My career saw me move to England, where I had much more time for exploring than I ever did. Without the ebb and flow of academic life, it was all too tempting to try overlooking the seasons, especially when moving south took up so much of spring and summer. August was when the hills of Cheshire and Derbyshire still any prospects of exploring hill country by bike. Walking became the way forward. As the month ended, I made my first trip to Wales in mixed weather that was hinting that overlooking seasons was not an option.
In ensuing years, the range of experiences broadened. A few saw me returning to Edinburgh in August to note how autumnal the place could feel at that time of year. Academic pressures and lack of experience meant that I had been overlooking this. That even included a week of conference attendance in Aberdeen during my research degree. The sense was there yet not prioritised.
Sometimes, autumn can make amends for a less satisfying summer. Being soaked around Lorn and Lochaber during a week at the end of July was enough to send me north again. Numerous visits to the Lake District in August had not healed wounds that only a weekend visit to Lochaber at the end of August could do. The year after was wet for much of the time, and I moved house too. Thus, a muddy November hike from the Cat and Fiddle Inn to Rushton Spencer marked something of a beginning.
September is a month with its illusions too. There can be a lot of sun, so it is easy to think of endless summer.
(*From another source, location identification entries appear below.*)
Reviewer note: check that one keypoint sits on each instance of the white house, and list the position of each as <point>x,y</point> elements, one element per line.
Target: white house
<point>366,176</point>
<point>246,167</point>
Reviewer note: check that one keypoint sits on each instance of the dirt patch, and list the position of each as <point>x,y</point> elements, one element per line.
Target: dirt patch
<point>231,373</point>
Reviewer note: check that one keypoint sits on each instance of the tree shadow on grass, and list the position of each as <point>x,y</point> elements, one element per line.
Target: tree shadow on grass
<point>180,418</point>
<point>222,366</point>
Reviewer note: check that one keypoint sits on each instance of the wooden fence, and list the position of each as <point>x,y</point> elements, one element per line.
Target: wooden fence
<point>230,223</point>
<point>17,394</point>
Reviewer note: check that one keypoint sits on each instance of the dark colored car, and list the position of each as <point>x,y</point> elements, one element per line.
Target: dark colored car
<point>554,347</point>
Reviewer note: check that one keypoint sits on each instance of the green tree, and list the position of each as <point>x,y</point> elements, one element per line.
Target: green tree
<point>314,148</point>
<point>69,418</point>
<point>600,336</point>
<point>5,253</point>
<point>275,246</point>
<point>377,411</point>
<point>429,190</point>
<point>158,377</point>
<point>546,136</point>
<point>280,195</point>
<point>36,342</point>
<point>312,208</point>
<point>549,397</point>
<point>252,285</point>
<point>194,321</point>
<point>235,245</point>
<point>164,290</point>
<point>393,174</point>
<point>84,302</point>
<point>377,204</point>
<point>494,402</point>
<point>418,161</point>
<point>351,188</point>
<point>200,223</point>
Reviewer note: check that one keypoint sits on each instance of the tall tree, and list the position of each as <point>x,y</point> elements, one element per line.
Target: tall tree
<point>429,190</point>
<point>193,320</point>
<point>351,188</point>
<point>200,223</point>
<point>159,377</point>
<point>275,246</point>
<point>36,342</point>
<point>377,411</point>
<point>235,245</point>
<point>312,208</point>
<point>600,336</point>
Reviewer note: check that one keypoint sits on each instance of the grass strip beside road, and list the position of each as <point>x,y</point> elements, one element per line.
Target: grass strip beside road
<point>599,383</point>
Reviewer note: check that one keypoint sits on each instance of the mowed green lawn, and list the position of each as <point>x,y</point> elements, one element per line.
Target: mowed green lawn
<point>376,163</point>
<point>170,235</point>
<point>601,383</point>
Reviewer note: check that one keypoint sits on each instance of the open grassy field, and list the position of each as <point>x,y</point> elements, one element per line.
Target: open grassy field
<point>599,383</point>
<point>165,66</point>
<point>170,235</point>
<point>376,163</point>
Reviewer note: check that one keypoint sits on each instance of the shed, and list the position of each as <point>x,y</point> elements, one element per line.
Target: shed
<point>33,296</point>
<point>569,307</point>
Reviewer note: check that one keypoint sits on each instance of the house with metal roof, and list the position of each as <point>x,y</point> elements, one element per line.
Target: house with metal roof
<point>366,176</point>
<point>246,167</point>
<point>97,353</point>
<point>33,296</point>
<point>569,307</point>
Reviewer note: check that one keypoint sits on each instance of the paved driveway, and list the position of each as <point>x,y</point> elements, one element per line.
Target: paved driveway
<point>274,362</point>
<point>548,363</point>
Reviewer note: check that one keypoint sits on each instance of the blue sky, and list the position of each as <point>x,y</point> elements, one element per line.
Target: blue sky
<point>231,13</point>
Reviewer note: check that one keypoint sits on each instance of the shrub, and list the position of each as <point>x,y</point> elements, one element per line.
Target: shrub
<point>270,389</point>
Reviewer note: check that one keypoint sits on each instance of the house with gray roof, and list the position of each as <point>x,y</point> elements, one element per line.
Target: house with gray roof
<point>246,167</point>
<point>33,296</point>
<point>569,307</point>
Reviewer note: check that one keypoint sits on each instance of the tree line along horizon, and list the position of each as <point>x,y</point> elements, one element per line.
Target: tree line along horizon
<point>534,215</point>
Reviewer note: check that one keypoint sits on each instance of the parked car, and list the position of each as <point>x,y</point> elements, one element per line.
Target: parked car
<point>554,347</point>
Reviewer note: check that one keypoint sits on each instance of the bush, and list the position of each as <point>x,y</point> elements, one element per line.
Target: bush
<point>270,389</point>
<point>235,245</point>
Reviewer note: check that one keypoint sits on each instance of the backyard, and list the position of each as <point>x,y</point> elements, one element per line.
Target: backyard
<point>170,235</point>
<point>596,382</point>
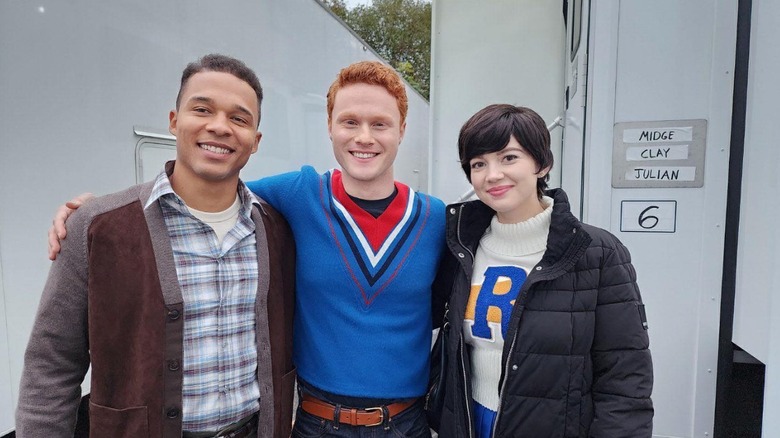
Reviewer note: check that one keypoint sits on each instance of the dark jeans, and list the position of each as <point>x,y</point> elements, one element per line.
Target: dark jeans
<point>410,423</point>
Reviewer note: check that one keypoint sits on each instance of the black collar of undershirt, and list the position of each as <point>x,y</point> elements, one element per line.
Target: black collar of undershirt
<point>375,207</point>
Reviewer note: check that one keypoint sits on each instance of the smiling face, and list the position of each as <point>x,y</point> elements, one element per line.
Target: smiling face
<point>506,181</point>
<point>366,129</point>
<point>215,129</point>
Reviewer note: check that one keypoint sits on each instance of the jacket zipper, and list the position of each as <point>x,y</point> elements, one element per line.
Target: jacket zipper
<point>527,287</point>
<point>466,397</point>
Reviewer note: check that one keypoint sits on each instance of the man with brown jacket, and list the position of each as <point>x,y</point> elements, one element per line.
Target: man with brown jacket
<point>178,292</point>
That certainly fitted a sunny weekend around Moffat, crowned by a stunning walk along the Southern Upland Way. The changing colours and closure of businesses at the end of the busy tourist season countermand this. The latter hit me while on a September visit to Gougane Barra with my parents. Still, autumn can offer its chances for partial continuity with local hikes through October, November and into December. There have been a few years of that too.
Seasons are not the only transitions that we meet in life. A change of employer once became a major career event for me, Before the turmoil that led to this, there were contrasting trips to Yorkshire, one in September and another in October. The first was to a sunny Wharfedale, while an often grey Ingleton became my lot for the second. After the changeover, my energy for walking trips was curtailed, yet there was an October stroll along the High Peak Trail and a November excursion to Church Stretton. Though work pressures grew after that, the wandering was much needed and happened more often than not. When even that was halted, local cycles and walks often provided release.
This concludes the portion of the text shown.